The Maryland Court of Appeals has retired the inflexible Frye-Reed standard and adopted the framework of Daubert for evaluating the admissibility of expert testimony. In Rochkind v. Stevenson (August 28, 2020), Maryland officially joined the supermajority of states that have considered the issue and now follow Daubert.

Previously in Maryland, pursuant to the Frye-Reed standard, before an expert opinion was to be received as evidence at trial, the basis of the expert’s opinion had to be generally accepted as reliable within the expert’s relevant scientific community. Over time the standard evolved into “Frye-Reed Plus” and implicitly and explicitly relied on and adopted several Daubert principles. Thus, in order to be admissible, expert testimony discussing novel scientific theories was subjected to both the minimum threshold of the Frye-Reed standard and Maryland’s Rule 5-702 – the counterpart to Federal Rule of Evidence 702 – requirements. However, expert testimony addressing non-novel scientific evidence was evaluated using only the requirements of Rule 5-702.

Maryland courts, however, never defined “new” or “novel” scientific methods, and never held that any scientific method was not subject to Frye-Reed because it was not new. As a result of this lack of clarity and Maryland’s “jurisprudential drift,” many courts applied a duplicative analytical process that muddied the waters of expert testimony admissibility, leaving judges as well as practitioners often confused and at sea.

The landscape finally changed in Rochkind v. Stevenson, where the court clearly and officially adopted Daubert as the single standard by which Maryland courts are to evaluate all expert testimony.

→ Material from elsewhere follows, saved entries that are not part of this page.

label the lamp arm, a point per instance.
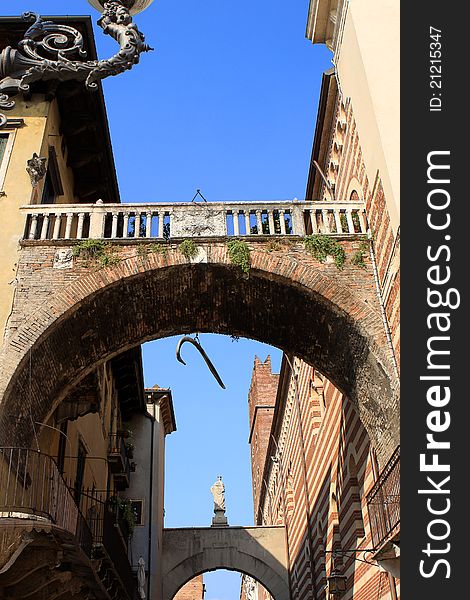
(31, 62)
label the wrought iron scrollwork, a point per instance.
(52, 51)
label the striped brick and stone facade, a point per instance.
(337, 150)
(317, 470)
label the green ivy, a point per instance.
(358, 258)
(96, 250)
(123, 508)
(321, 246)
(188, 249)
(273, 246)
(239, 254)
(155, 248)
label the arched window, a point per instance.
(354, 492)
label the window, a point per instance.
(138, 510)
(62, 446)
(52, 184)
(6, 145)
(3, 145)
(81, 457)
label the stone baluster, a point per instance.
(297, 219)
(326, 223)
(33, 227)
(114, 225)
(97, 216)
(81, 219)
(125, 227)
(148, 224)
(68, 226)
(282, 221)
(137, 225)
(45, 226)
(259, 222)
(337, 215)
(272, 229)
(236, 224)
(247, 222)
(362, 220)
(57, 222)
(313, 220)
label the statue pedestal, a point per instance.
(219, 519)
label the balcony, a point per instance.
(118, 461)
(383, 504)
(160, 221)
(49, 541)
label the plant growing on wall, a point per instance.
(155, 248)
(321, 246)
(97, 251)
(239, 254)
(358, 258)
(188, 249)
(122, 507)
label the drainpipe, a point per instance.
(382, 309)
(278, 460)
(149, 553)
(304, 472)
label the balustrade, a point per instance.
(186, 220)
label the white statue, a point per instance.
(250, 588)
(218, 492)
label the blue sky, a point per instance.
(226, 103)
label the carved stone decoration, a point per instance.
(47, 49)
(250, 587)
(36, 167)
(63, 259)
(198, 220)
(218, 493)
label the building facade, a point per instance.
(313, 471)
(81, 507)
(357, 144)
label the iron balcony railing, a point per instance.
(111, 531)
(383, 502)
(31, 486)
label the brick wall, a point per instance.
(66, 321)
(345, 168)
(261, 400)
(193, 590)
(318, 487)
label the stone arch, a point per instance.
(259, 552)
(354, 185)
(289, 300)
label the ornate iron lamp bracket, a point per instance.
(47, 50)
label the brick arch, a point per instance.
(288, 301)
(259, 552)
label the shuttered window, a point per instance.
(3, 145)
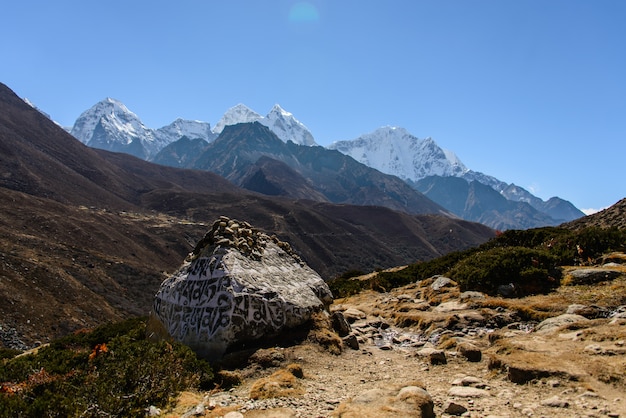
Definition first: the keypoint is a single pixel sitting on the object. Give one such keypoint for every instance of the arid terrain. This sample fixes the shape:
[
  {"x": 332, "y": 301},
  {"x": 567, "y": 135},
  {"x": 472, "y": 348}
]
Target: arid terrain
[{"x": 574, "y": 367}]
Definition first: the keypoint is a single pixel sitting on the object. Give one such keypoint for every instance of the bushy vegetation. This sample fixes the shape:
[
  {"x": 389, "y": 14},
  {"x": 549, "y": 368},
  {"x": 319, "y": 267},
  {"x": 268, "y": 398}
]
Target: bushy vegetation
[
  {"x": 345, "y": 285},
  {"x": 529, "y": 270},
  {"x": 527, "y": 258},
  {"x": 111, "y": 371}
]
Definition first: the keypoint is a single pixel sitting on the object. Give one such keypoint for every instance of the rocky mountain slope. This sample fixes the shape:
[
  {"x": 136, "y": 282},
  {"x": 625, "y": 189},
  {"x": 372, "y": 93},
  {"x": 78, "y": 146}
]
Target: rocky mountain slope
[
  {"x": 431, "y": 170},
  {"x": 480, "y": 203},
  {"x": 86, "y": 234},
  {"x": 338, "y": 178},
  {"x": 391, "y": 150},
  {"x": 430, "y": 349}
]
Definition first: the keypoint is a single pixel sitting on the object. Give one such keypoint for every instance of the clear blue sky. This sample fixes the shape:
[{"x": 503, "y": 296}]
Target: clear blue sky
[{"x": 532, "y": 92}]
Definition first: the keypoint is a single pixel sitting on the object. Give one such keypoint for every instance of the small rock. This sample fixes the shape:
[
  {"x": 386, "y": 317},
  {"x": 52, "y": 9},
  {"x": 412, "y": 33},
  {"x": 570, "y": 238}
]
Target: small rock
[
  {"x": 340, "y": 324},
  {"x": 153, "y": 411},
  {"x": 552, "y": 324},
  {"x": 467, "y": 392},
  {"x": 351, "y": 341},
  {"x": 450, "y": 306},
  {"x": 442, "y": 282},
  {"x": 386, "y": 346},
  {"x": 469, "y": 351},
  {"x": 454, "y": 409},
  {"x": 468, "y": 381},
  {"x": 353, "y": 314},
  {"x": 234, "y": 414},
  {"x": 555, "y": 402},
  {"x": 470, "y": 294},
  {"x": 434, "y": 355}
]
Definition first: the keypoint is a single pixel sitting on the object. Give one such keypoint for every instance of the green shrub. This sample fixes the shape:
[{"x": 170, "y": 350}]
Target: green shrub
[
  {"x": 345, "y": 285},
  {"x": 529, "y": 270},
  {"x": 111, "y": 371}
]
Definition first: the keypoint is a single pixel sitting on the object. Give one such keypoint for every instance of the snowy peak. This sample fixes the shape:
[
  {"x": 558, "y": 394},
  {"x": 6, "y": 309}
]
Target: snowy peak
[
  {"x": 281, "y": 122},
  {"x": 189, "y": 128},
  {"x": 287, "y": 127},
  {"x": 236, "y": 114},
  {"x": 395, "y": 151},
  {"x": 110, "y": 125},
  {"x": 114, "y": 117}
]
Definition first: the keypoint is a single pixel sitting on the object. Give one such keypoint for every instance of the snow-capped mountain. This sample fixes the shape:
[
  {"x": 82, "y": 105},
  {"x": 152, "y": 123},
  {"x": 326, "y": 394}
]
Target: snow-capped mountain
[
  {"x": 183, "y": 127},
  {"x": 287, "y": 127},
  {"x": 281, "y": 122},
  {"x": 394, "y": 150},
  {"x": 110, "y": 125},
  {"x": 237, "y": 114}
]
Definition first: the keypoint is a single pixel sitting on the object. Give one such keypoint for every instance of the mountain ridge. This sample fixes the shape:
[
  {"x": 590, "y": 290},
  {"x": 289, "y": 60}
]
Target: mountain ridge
[
  {"x": 391, "y": 150},
  {"x": 86, "y": 234}
]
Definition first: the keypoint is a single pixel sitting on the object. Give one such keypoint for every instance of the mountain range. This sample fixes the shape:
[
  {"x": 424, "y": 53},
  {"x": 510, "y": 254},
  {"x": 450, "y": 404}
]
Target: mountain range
[
  {"x": 87, "y": 234},
  {"x": 419, "y": 163}
]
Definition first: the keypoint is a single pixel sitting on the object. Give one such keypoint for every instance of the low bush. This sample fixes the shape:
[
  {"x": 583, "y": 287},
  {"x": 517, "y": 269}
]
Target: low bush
[
  {"x": 529, "y": 270},
  {"x": 111, "y": 371}
]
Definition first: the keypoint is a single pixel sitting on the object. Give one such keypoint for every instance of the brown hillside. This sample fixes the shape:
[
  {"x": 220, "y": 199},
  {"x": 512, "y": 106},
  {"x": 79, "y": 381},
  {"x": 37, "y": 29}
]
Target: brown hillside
[
  {"x": 612, "y": 217},
  {"x": 86, "y": 235}
]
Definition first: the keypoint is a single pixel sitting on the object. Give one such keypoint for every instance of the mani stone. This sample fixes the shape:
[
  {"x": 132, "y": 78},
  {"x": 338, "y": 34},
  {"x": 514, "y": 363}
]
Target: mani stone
[{"x": 238, "y": 286}]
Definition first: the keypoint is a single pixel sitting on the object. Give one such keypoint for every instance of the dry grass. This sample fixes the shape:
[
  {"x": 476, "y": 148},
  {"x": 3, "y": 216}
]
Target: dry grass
[{"x": 322, "y": 334}]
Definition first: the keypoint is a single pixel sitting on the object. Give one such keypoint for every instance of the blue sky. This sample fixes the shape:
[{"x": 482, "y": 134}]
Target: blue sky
[{"x": 532, "y": 92}]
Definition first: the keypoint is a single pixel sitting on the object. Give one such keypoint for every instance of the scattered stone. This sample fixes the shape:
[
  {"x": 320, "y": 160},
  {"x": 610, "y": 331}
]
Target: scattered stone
[
  {"x": 468, "y": 381},
  {"x": 280, "y": 383},
  {"x": 234, "y": 414},
  {"x": 591, "y": 275},
  {"x": 555, "y": 402},
  {"x": 467, "y": 392},
  {"x": 469, "y": 351},
  {"x": 453, "y": 408},
  {"x": 340, "y": 324},
  {"x": 507, "y": 290},
  {"x": 552, "y": 324},
  {"x": 351, "y": 341},
  {"x": 441, "y": 282},
  {"x": 153, "y": 411},
  {"x": 267, "y": 357},
  {"x": 408, "y": 401},
  {"x": 450, "y": 306},
  {"x": 434, "y": 356},
  {"x": 470, "y": 294},
  {"x": 590, "y": 312},
  {"x": 554, "y": 383},
  {"x": 353, "y": 314},
  {"x": 271, "y": 413}
]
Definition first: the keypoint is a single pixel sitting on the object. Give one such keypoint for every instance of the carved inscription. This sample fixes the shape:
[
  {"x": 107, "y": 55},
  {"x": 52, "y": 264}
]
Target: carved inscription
[{"x": 205, "y": 300}]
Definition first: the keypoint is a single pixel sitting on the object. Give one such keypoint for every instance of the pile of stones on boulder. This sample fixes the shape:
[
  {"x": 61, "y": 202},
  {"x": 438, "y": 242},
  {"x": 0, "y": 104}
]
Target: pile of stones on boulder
[{"x": 237, "y": 287}]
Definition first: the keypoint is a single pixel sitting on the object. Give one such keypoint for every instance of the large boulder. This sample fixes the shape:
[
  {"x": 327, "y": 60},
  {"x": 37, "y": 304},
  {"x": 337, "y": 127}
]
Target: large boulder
[{"x": 238, "y": 286}]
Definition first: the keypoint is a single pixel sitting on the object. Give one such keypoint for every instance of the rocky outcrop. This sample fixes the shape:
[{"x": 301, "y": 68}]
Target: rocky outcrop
[{"x": 238, "y": 286}]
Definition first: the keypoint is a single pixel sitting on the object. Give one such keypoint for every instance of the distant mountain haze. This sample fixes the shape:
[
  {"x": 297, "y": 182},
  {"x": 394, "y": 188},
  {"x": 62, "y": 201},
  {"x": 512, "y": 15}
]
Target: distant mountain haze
[{"x": 389, "y": 150}]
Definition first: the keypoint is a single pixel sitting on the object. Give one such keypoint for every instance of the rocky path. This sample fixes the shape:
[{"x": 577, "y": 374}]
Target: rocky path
[{"x": 571, "y": 366}]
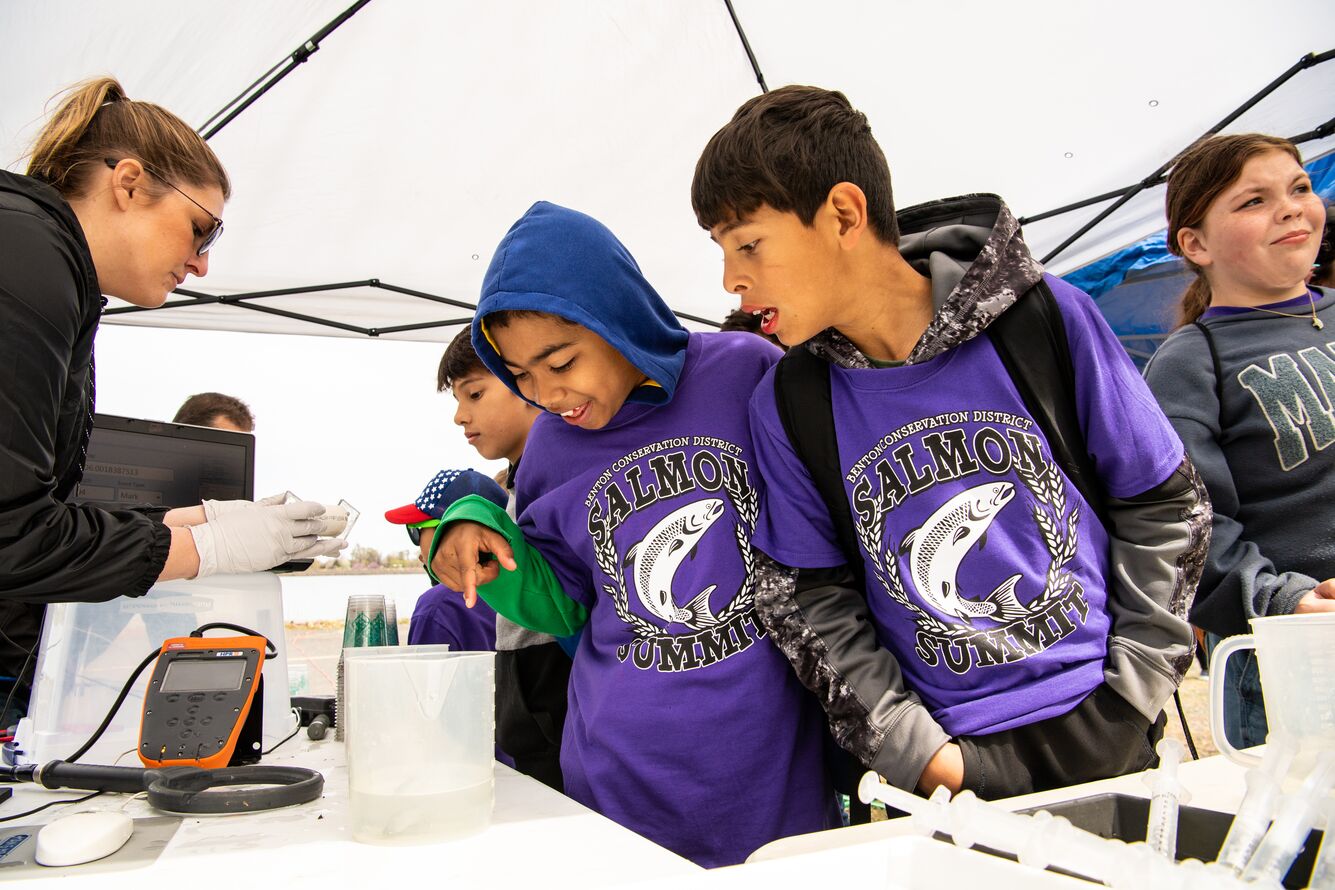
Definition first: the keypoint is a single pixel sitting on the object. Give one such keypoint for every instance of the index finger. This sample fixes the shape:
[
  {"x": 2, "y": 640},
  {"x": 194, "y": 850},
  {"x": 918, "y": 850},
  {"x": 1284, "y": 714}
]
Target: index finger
[{"x": 470, "y": 586}]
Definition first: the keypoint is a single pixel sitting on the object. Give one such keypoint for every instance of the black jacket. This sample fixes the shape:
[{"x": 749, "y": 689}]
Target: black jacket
[{"x": 50, "y": 307}]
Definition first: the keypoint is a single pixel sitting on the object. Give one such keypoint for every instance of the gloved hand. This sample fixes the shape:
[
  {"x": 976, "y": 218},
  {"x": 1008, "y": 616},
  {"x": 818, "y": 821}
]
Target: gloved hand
[
  {"x": 262, "y": 537},
  {"x": 215, "y": 509}
]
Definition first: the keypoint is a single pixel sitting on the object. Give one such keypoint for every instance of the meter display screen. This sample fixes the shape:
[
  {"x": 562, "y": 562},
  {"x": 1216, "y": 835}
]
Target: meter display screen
[{"x": 203, "y": 674}]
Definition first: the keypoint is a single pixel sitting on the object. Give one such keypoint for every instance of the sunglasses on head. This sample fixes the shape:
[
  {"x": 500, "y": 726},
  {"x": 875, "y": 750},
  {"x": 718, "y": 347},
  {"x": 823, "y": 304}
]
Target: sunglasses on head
[
  {"x": 415, "y": 531},
  {"x": 203, "y": 240}
]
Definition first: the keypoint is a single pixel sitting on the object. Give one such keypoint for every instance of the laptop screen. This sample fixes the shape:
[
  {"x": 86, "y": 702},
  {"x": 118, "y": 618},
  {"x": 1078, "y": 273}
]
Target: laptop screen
[{"x": 134, "y": 463}]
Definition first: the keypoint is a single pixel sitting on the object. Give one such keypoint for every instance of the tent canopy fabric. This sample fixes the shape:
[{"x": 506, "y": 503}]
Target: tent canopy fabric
[{"x": 393, "y": 159}]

The court retained the original Daubert factors for determining reliability when interpreting Rule 5-702:

  • Whether a theory or technique can be (and has been) tested

  • Whether a theory or technique has been subjected to peer review and publication

  • Whether a particular scientific technique has a known or potential rate of error

  • The existence and maintenance of standards and controls

  • Whether a theory or technique is generally accepted

The court adopted five additional factors for determining whether expert testimony is sufficiently reliable, derived from the federal case law:

  • Whether experts are proposing to testify about matters growing naturally and directly out of research they have conducted independent of the litigation or whether they have developed their opinions expressly for purposes of testifying

  • Whether the expert has unjustifiably extrapolated from an accepted premise to an unfounded conclusion

  • Whether the expert has adequately accounted for obvious alternative explanations

  • Whether the expert is being as careful as he or she would be in his or her regular professional work outside his or her paid litigation consulting

  • Whether the field of expertise claimed by the expert is known to reach reliable results for the type of opinion the expert would give.

The court also concluded that the Supreme Court’s guidance in DaubertJoiner and Kumho Tire is critical to a trial court’s reliability analysis, and while the Daubert inquiry is flexible, courts must consider the relationship between the methodology applied and conclusions reached. Moreover, there is no longer a need to distinguish new or novel techniques or determine if testimony embraces a scientific technique.

The court’s Rochkind decision is effective immediately, and it applies to cases that are pending on direct appeal where the relevant question has been preserved for appellate review.